VI. O abandono da Beleza

Delineado suficientemente o “trauma” eclesial gerado pela abolição forçada das formas tradicionais, fica por examinar detalhadamente os principais elementos que as palavras do Papa chamam “deformações arbitrárias da liturgia” introduzidas naqueles anos.

Primeiramente há o fator estético e artístico. É conhecido como nos séculos a Igreja tributou culto a Deus também por meio do empenho das melhores e mais magníficas formas de expressão artística, não se contentando com aquelas já existentes, mas suscitando continuamente no seu interior novos estilos de expressão do belo e do sublime.

Durante o último meio século (com consistentes antecipações anteriores) manifestou-se, ao invés, no interior da Igreja, a tendência oposta de simplificação das formas estéticas, em nome da “pobreza” do culto, na pressuposição que o “triunfalismo” das formas artísticas, figurativas, arquitetônicas e sonoras, não faziam mais que esconder e falsificar a verdadeira natureza da liturgia.
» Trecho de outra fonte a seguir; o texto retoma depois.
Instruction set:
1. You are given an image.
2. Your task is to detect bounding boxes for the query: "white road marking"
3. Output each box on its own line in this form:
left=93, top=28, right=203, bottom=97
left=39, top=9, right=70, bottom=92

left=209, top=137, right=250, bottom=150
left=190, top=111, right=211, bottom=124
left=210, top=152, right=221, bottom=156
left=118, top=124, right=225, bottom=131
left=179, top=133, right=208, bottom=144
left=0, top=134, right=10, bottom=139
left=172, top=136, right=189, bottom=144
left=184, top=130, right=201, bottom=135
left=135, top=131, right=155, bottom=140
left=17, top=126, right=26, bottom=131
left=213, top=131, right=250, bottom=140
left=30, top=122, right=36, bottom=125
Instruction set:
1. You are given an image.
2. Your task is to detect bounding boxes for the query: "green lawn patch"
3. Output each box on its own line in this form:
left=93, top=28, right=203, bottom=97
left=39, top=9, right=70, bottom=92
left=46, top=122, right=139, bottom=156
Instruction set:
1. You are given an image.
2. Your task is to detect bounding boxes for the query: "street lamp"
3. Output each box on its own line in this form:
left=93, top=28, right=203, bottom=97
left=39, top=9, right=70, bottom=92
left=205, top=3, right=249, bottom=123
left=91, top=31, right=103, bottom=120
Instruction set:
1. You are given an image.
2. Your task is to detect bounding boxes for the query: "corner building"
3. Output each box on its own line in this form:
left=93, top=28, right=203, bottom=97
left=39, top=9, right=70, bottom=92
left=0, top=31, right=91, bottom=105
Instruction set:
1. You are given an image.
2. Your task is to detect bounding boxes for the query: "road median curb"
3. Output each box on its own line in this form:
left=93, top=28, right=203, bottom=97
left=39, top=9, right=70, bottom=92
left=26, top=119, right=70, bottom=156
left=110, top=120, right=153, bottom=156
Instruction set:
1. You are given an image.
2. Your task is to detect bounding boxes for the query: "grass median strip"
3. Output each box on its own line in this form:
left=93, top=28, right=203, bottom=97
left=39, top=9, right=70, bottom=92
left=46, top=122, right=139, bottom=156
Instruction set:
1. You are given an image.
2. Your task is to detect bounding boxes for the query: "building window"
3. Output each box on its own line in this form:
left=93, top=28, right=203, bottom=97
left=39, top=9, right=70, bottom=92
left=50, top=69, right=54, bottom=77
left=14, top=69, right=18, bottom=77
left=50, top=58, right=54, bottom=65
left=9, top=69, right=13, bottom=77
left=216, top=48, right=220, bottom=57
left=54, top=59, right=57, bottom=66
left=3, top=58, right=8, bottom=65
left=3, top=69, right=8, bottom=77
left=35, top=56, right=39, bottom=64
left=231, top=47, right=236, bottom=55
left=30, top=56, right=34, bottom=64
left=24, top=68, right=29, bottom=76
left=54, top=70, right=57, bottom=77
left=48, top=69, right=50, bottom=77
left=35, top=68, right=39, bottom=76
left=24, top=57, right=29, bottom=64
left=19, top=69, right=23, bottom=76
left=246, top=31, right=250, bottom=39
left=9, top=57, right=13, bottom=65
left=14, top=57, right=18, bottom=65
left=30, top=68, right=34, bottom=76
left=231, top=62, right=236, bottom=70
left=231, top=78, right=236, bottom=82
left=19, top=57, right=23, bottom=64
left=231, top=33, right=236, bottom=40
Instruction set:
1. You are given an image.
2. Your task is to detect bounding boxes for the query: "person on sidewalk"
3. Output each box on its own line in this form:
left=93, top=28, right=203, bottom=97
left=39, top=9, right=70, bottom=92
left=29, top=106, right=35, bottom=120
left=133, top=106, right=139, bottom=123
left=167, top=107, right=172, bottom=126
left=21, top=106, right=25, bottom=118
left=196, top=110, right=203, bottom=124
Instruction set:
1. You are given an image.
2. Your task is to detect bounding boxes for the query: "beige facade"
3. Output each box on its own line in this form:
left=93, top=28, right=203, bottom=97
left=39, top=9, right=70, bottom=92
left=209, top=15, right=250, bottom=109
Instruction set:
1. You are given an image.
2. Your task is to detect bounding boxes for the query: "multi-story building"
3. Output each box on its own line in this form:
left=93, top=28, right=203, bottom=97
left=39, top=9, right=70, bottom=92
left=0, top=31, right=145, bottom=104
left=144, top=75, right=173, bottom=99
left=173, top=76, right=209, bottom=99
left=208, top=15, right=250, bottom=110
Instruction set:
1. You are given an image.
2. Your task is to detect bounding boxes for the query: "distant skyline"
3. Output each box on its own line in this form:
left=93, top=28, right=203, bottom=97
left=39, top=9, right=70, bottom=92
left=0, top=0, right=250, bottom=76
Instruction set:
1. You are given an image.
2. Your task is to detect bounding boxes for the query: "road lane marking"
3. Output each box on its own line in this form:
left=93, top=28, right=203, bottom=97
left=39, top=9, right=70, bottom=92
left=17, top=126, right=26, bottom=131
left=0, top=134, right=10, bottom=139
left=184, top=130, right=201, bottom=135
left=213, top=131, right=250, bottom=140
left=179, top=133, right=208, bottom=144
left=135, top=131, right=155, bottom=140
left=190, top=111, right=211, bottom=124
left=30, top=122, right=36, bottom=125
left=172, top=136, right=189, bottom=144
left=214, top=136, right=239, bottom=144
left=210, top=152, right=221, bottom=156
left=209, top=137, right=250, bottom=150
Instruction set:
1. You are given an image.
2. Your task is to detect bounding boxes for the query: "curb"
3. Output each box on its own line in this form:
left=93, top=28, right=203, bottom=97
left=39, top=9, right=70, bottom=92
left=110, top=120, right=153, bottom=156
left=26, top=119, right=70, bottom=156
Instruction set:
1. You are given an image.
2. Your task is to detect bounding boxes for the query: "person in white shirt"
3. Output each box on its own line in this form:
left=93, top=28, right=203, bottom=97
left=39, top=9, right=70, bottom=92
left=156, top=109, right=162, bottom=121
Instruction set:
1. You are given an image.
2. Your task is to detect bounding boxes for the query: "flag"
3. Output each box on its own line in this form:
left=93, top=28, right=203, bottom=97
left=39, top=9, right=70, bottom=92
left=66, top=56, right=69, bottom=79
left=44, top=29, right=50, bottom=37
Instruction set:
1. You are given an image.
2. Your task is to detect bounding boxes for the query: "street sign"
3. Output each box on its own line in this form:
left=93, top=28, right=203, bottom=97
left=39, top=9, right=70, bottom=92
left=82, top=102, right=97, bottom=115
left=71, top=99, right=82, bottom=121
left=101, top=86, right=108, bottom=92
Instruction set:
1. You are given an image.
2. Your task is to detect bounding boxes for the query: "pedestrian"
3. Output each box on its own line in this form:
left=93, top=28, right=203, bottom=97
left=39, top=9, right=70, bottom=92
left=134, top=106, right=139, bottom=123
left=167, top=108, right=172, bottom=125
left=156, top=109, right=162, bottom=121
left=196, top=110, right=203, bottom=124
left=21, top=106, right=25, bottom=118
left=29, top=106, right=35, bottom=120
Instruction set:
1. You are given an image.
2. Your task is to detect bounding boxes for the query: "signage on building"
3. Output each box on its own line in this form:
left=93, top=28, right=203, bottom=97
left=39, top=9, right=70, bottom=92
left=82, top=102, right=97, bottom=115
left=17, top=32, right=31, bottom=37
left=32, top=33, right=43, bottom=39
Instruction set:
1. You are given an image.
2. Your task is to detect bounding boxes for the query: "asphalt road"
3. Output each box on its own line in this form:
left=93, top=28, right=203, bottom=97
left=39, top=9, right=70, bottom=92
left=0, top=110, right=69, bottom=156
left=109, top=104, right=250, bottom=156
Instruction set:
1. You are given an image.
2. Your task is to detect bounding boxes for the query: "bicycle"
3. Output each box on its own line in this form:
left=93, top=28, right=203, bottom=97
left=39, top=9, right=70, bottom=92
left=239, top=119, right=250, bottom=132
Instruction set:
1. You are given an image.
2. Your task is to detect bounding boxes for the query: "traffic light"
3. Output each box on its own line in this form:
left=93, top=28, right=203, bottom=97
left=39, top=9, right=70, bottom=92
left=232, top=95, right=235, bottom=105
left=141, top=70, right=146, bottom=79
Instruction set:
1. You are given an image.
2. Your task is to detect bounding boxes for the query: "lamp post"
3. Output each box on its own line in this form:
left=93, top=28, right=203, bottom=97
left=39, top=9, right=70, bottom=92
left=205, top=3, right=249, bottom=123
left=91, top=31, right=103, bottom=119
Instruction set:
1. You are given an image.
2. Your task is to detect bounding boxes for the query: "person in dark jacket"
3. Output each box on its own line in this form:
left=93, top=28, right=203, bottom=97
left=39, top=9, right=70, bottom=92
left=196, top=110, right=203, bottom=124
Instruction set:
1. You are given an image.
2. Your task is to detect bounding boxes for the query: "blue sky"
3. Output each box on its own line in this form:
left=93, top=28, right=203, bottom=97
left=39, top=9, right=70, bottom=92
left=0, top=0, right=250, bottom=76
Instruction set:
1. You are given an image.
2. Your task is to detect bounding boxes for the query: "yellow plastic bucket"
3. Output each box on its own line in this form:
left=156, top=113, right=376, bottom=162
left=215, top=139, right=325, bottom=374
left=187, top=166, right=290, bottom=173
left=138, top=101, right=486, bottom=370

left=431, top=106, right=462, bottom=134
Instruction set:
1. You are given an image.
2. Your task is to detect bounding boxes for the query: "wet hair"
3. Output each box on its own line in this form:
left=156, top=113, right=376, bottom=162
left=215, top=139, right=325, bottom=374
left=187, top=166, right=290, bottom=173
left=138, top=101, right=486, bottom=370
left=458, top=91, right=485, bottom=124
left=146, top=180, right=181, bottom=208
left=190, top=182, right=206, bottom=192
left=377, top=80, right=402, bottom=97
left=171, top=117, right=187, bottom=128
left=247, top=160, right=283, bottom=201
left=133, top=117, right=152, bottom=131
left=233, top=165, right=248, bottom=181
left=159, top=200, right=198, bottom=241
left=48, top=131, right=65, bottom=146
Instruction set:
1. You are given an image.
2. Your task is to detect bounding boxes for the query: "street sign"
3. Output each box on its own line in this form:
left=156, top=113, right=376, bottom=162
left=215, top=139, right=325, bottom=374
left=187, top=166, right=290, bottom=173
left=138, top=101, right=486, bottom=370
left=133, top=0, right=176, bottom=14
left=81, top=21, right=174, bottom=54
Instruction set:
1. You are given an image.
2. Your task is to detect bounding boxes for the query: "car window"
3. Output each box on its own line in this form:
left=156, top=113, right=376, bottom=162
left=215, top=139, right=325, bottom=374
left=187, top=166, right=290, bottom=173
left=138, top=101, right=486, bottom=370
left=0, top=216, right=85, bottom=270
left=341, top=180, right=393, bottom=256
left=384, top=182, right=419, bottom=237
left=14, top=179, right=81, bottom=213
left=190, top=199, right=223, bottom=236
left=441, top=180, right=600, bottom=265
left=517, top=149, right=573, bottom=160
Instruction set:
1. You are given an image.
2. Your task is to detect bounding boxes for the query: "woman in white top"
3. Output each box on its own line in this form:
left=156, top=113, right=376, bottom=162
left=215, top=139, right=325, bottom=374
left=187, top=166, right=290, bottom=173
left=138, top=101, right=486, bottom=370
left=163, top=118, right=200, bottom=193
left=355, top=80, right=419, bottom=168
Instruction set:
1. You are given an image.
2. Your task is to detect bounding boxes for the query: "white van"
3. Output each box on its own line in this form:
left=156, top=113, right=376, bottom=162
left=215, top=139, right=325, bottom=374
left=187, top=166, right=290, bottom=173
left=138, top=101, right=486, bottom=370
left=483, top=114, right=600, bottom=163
Ora, para Bento XVI, “o abandono da beleza mostrou-se, como os fatos o comprovam, um motivo de prejuízo pastoral” (Rapporto sulla fede, p. 132). O texto continua: “Tornou-se sempre mais perceptível o tremendo empobrecimento que se manifesta onde se expulsa a beleza e se fica sujeito somente ao útil. A experiência demonstrou como a insistência na única categoria do “compreensível a todos” não fez realmente as liturgias mais compreensíveis, mais abertas, mas somente mais pobres. Liturgia “simples” não significa miserável ou a preço de banana: há uma simplicidade que vem do banal e uma outra, que deriva da riqueza espiritual, cultural, histórica”.

Ainda que o Papa tenha dedicado páginas notáveis à iconografia e à arquitetura religiosa, é, sobretudo, a música sacra que atrai a sua atenção como insubstituível instrumento de real participação litúrgica. O texto acima citado continua: “Deixou-se de lado a grande música da Igreja em nome da ‘participação ativa’. Mas, esta participação não significa também o perceber com o espírito, com os sentidos? Não há mesmo nada de ‘ativo’ no ouvir, no intuir, no comover-se? Não há nisso uma diminuição do homem, uma redução somente à expressão oral, exatamente quando sabemos que aquilo que existe em nós de racionalmente consciente é somente a ponta de um iceberg em relação a isto que é a nossa totalidade? Perguntar isto certamente não significa opor-se ao esforço para fazer cantar todo o povo, opor-se à ‘músico comum’: significa opor-se u um exclusivismo (só aquela música) que não é justificado nem pelo Concílio nem pelas necessidades pastorais”. E ainda: “Uma Igreja que se reduza somente a usar da música ‘corrente’ cai no inapto e se torna ela própria inapta. A Igreja tem o dever de ser também ‘cidade da glória’, lugar onde são recolhidas e levadas a Deus as vozes mais profundas da humanidade. A Igreja não pode nutrir-se somente do ordinário, do usual: deve exprimir a voz do próprio Cosmo, glorificando o Criador e desvelando ao próprio Cosmo a sua grandeza, tornando-o belo, habitável, humano.